Evet, sen biraz zor torbaya düşmüşsün, rakibin de Real Madrid amma sahalarda
görmek istediğimiz hareketlerle döndün. Yani bir insana ihtiras, fesatlık bu
kadar mı ekstra large gelir! Tüm bunlara rağmen aşkın gücü işte, 10 kaplan
gücünde kıskançlık yüklendi bünyen! En
başından beri beklediğimiz, sen kendini anlat, sevgini göster diye kurdeşen
döktüğümüz tüm o günlerin acısını çıkardın! Sonunda sarıldın da “sakın ha
gitme” dedin ya sevdiceğine içimin yağları eridi! Milyonlar tek yürek “Hepimiz
Defne’yiz!” diye haykırdık.
İz’ninizle ben bir on tur göbek atıp geleceğim.
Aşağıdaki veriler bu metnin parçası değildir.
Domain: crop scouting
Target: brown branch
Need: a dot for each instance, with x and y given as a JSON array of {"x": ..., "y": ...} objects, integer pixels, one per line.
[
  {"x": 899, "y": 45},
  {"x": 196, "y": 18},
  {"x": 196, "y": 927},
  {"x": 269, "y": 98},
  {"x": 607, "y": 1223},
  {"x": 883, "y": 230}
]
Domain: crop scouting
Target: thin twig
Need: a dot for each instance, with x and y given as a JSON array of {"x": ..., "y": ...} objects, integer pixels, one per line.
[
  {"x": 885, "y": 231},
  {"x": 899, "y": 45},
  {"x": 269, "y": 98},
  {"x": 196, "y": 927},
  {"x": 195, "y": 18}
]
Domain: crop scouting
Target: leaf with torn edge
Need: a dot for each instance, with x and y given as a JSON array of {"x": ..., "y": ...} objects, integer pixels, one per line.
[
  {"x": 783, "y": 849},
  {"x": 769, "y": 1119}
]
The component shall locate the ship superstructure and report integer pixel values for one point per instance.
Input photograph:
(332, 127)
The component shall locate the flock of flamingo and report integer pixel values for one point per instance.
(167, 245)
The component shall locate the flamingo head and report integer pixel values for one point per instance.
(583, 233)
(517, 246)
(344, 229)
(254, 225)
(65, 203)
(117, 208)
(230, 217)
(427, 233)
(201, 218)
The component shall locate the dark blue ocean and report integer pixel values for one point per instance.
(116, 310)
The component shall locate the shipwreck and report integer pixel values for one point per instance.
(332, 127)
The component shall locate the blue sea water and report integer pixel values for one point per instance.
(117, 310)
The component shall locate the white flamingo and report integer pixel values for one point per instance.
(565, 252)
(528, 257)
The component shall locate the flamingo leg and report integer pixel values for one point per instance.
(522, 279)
Ömer “O iz
silindi çoktan” dedi ya, gözyaşları sel oldu aktı. İtiraf ediyorum ki bu bölüme
kadar İz’den nefret edemiyordum. O da en az Defne kadar gerçek gerçekti çünkü. Elbette
birbirinden tamamen zıt karakterler ama İz’in özgüveni, gerçekliği beni
nefretten uzak tutuyordu. Ancak bu bölümde 9 kusurlu hareketler listesine giriş
yaptı. Kadın mübarek Konya Ovası
genişliğinde, istenmeyen leke oldu başımıza! Mahalleye girmeler, Defne’yi
köşeye sıkıştırmaya kalkmalar falan. "O
ne özgüven İz Hanım?” derken buldum kendimi. Kaçak dövüşmeye, masum Defne’mizi
hor görmeye başladı. “I HATE YOU SİNSİRELLA” diye haykırmak istedim İz’in
suratına. Neyse ki Ömer sonunda ondan beklediğimiz net duruşunu sergiledi de biz de rahat bir nefes aldık!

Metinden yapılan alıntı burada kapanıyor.